---------------original content, reproduced please indicate the source. <[email protected]>------------
I. Overview
RRDtool (Round-robin Database tool), which is the polling-based data base (note: Not equivalent to the polling scheduling algorithm in the computer), uses a fixed-size space to store the data, sets a pointer, moves with the data read and write, and points to the location of the last update.

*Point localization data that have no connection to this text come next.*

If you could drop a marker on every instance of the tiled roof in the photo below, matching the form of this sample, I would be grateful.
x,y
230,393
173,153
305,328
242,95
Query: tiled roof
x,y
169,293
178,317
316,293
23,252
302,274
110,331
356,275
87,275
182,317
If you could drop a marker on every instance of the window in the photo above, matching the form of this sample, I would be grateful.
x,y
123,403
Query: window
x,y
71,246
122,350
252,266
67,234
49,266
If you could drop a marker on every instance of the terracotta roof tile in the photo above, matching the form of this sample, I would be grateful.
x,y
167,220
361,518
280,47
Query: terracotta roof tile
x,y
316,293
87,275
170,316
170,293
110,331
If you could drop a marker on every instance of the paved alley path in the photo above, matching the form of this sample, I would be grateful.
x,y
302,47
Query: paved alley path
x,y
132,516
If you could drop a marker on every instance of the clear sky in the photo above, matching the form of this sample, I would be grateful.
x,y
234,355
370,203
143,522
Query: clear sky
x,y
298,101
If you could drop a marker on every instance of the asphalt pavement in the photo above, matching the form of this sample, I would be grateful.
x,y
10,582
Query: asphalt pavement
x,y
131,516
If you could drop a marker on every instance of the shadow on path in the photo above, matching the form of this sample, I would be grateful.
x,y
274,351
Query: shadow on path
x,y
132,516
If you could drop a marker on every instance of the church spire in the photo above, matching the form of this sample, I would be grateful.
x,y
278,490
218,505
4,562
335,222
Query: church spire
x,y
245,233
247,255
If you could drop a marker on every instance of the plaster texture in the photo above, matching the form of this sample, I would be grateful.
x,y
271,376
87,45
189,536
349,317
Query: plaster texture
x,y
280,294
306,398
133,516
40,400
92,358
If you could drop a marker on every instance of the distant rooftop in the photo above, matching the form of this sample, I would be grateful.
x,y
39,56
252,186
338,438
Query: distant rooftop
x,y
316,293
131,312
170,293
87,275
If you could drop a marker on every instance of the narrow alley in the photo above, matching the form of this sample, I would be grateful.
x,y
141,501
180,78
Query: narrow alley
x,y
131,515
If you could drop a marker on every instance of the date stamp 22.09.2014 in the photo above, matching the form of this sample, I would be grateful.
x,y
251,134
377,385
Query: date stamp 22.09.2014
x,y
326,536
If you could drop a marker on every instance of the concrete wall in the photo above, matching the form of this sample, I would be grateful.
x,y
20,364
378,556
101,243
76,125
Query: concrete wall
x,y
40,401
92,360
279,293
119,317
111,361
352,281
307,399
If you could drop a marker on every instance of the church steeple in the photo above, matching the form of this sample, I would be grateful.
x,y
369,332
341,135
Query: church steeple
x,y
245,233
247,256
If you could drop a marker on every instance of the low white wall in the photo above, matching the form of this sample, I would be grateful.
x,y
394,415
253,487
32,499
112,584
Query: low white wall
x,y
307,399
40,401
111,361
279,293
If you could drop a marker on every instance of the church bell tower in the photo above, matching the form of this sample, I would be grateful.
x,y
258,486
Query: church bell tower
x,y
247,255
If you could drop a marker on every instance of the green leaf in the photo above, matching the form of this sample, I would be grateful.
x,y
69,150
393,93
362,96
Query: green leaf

In many materials, the database space for storing data is regarded as a circle, which has no starting point and no end point, so it can achieve continuous reading and writing of data with a fixed size space. This space is the file created with the ". Rrd" suffix after the "rrdtool create" command.
RRDtool is unique in that it can not only play the role of the background to store data, but also provides us with a wealth of tools to create beautiful statistical charts, as well as the role of the front-end.
Installation:
Linux can typically be installed directly using Yum or Apt-get.
$ sudo yum install RRDtool (CentOS)
$ sudo apt-get install RRDtool (Ubuntu)
You can also go to the official download of each operating system (including Windows) installation package, or download the source code to compile their own.
Http://oss.oetiker.ch/rrdtool/download.en.html
Ii. Data Objects
RRDtool is designed to deal with time-series data, such as network bandwidth, temperature, CPU load, and so on, and the associated data or metrics. Many excellent monitoring systems use RRDtool as a DBMS or as a drawing tool, such as Ganglia, MRTG, Xymon, Zenoss, Open-falcon, and so on. Visible RRDtool in the processing of monitoring indicators unique advantages.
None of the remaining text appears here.